I am the only daughter of my parents, who have spent their last penny for my studies, to make me stand tall in future and I just couldn’t let go of giving them the credits they deserve. I wish them to see my success each day. To feel content that their money, love, sacrifices and hard work aren’t waste. No less thought on me being a financial support, that I would forever be!
Marriage is not a simple, small and secretive business. It requires complex dedications and ample amount of time involving two families, at times the one who proposes the marriage – three families! When my career is in the built, I have no time for all these family formalities, not that I don’t believe in them. I do, but whenever I do, I wanted it to be perfect.
Marriage comes with varied new relations. Within an hour I am someone’s wife, a daughter-in-law and varied other relations from my husband’s side. I want to cherish them all, but not partial heartedly! I do not want to divide my time while studying, giving exams and then thinking about where to work, I wanted all these to happen when I am done with them. Now, when I am at home all my time is for my husband and his family and of course my parents on long distance!

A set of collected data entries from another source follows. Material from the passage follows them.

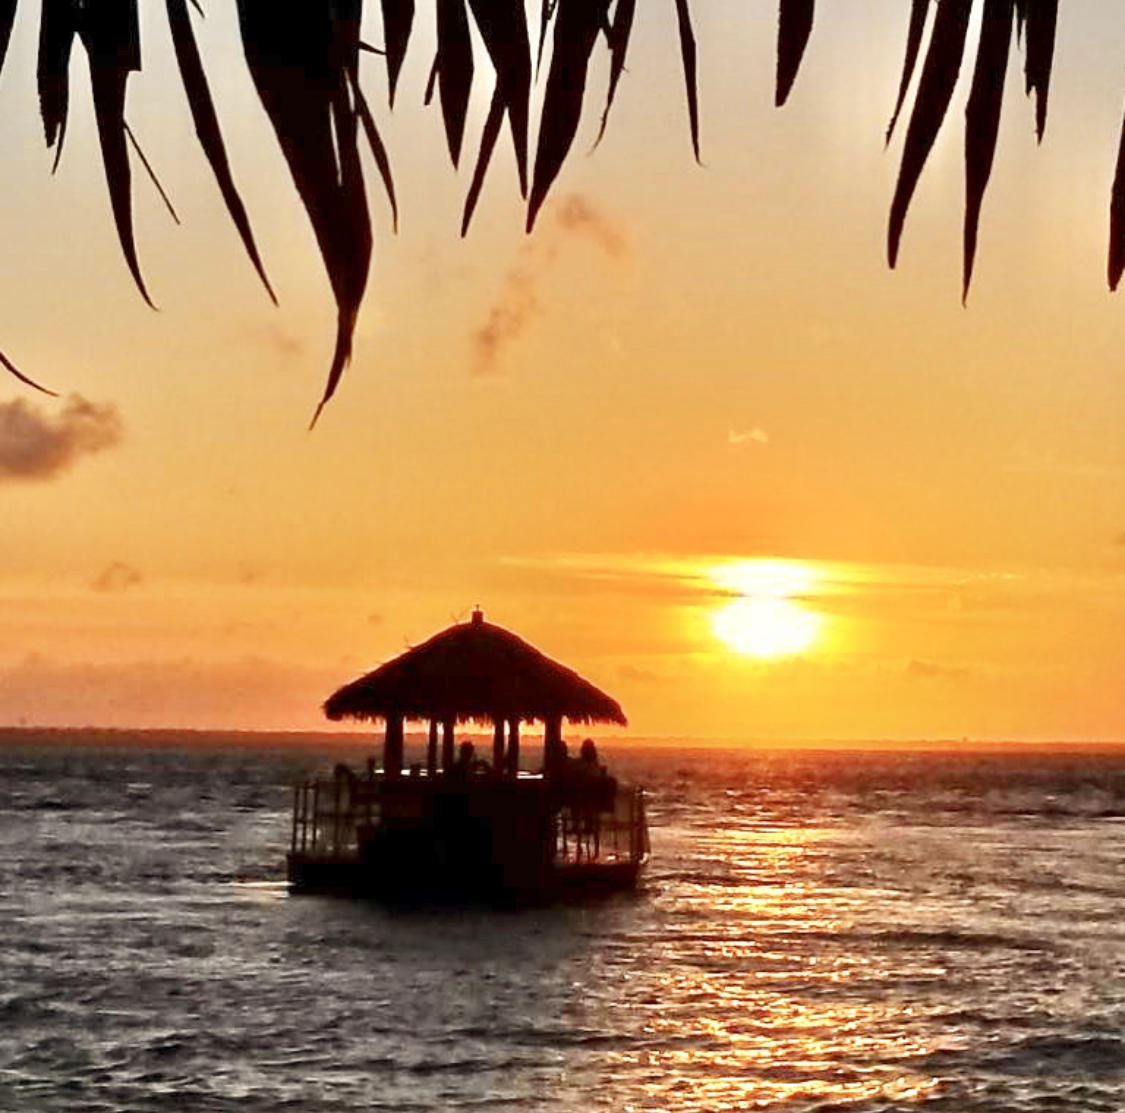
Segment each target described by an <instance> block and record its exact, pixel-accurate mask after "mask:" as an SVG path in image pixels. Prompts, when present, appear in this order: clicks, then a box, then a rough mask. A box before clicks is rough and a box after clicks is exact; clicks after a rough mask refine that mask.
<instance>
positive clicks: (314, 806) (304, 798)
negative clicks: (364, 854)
mask: <svg viewBox="0 0 1125 1113" xmlns="http://www.w3.org/2000/svg"><path fill="white" fill-rule="evenodd" d="M377 783H378V782H377V780H376V773H375V768H373V766H372V765H369V766H368V771H367V775H366V777H357V775H355V774H354V773H353V772H352V771H351V770H350V769H348V766H346V765H337V766H336V769H335V773H334V775H333V777H332V778H331V779H327V778H323V779H318V780H312V781H305V782H304V783H302V784H297V786H295V787H294V790H293V833H291V837H290V842H289V849H290V851H291V853H294V854H299V855H302V856H304V858H326V859H337V858H354V856H357V855H358V853H359V831H360V828H361V827H368V828H370V827H371V826H372V825H373V824H375V823H376V820H377V818H378V802H377V799H378V792H377Z"/></svg>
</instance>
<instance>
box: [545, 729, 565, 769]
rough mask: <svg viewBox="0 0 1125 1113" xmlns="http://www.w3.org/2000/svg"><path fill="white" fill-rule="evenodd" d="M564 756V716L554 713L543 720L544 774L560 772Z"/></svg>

Being a woman of thirty, I have seen the world! A world which demands sacrifice, compromise, loads of tushions, which made me a strong independent woman! Today, I know how to handle a financial crisis along with managing a family, I know how to crack a huge loan while managing the home budget after spending them on the basics. No, if you think I am self praising chatter box, I have seen women struggling even to have their say in a family post marriage. Why? Because it is none of her business, her business is to cook, work at home, be happy and to expand the family! But this is not it!
Now that I am a young woman, career oriented simultaneously a family loving person, who knows how to cook and to be happy while also having the capabilities of tackling the worldly chaos with my husband, and eagerly awaited to be a great daughter-in-law and in future a loving dedicated mother, Am I ready to get married?
I shared this on my birthday, and to my question nobody replied but stood for a standing ovation. My father couldn’t hold his tears back while my fiancé is all proud and lucky to have me! My mother, like all mothers neither was she able to control her tears nor herself from hugging me and leaving a peck on my cheek. Everyone had got their answers, which they might have struggled to get in those hundreds of gossips in 5-6 years and I got retention on my thoughts, a relief. I am a complete woman, marrying at the right age!